# Matang Mangrove Forest Reserve & Charcoal Factories



## mylo (Jun 10, 2009)

I've just returned from a three days trip to Perak, Malaysia. On the first day, I spent nearly five hours exploring both Matang Mangrove Forest Reserve and Mangrove Charchoal Factories. 

The mangrove forest reserve in Matang is the oldest and largest in Malaysia. It was gazetted as a forest reserve since 1906 and also known as one of the best managed tract in the world.

The mangrove charcoal factories produced cooking charcoals to be exported to both Japan and Korea as BBQ coals. These factories has large-sized igloo shaped kiln to cook the mangrove logs into perfected charcoals. The factory bosses were given limited area to log another location.

*MAKING CHARCOAL - YOUTUBE VIDEO AT THE BOTTOM*

Here is one picture from my recent trip:

Picture 1 - CHOP & BURN - Mangrove Charchoal







Harvested mangrove logs.
*@Charcoal Factory*

Cheers!
mylo


----------



## Al-Wazeer (Jun 10, 2009)

Nice photo, but I think if the hand wasn't there it would be better, like the photo was filled with wood, that would be nice!


----------



## mylo (Jun 11, 2009)

Al-Wazeer said:


> Nice photo, but I think if the hand wasn't there it would be better, like the photo was filled with wood, that would be nice!




Thank you Al-Wazeer! . I guess old habits die hard. 

Here is another photo:

Picture 2 - The Charcoal Kiln






An experienced worker can tell the condition of the log by feeling
 the vaporized water/smoke that comes out of the holes of the kiln.
*@Charcoal Factory*

Cheers!
mylo


----------



## mooimeisie (Jun 11, 2009)

Any pictures of the Mangrove forests?


----------



## mylo (Jun 12, 2009)

mooimeisie said:


> Any pictures of the Mangrove forests?



Thank you for asking! :hug::

Here are three photos of the mangrove forest reserve:

Picture 3 - The Roof of the Matter






Rhizophora mangrove send out roots from their trunk and branches which arch down to the 
ground for extra support and air absorption.
*@Matang Mangrove Forest Reserve*

Picture 4 - Lush Greenery 






Matang Mangrove Forest Reserve is one of the best managed tract in the world.

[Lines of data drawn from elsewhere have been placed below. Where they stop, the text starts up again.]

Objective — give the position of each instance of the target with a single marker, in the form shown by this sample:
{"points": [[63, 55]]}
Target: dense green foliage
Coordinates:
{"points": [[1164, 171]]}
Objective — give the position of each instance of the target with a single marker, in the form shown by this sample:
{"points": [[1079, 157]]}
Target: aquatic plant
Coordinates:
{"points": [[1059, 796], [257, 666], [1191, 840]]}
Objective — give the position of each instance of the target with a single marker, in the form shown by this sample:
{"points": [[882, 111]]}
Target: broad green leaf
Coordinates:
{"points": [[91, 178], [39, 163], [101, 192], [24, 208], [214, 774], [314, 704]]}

The place is 
SUPER BIG! I spent nearly two hours exploring the entire forest at a moderate pace.
*@Matang Mangrove Forest Reserve*

*Click here to view YouTube:*






Cheers!
mylo


----------



## mooimeisie (Jun 12, 2009)

Thanks for posting them.  I like #3 The Roof of the Matter showing the little bits of light that get through.  I find Mangroves amazing trees.


----------



## mylo (Jun 12, 2009)

mooimeisie said:


> Thanks for posting them.  I like #3 The Roof of the Matter showing the little bits of light that get through.  I find Mangroves amazing trees.



These mangrove trees are lovely!! There are numerous mangrove forest reserve in Malaysia. The largest and oldest is in Matang, Taiping.

Here are two more photos:

Picture 5 - Amazing Roots






This mangrove reminds me of the walking and talking giant
 trees from the movie Lord of The Rings 
*@Matang Mangrove Forest Reserve*

Picture 6 - The Mangrove Seed






Mangroves have buoyant seeds suited to dispersal in water. The seeds germinate 
while still attached to the parent tree. Once germinated, the seedling grows either 
within the fruit or out through the fruit to form a propagule (a seedling ready to go), 
which can produce its own food via photosynthesis.
*@Matang Mangrove Forest Reserve*


----------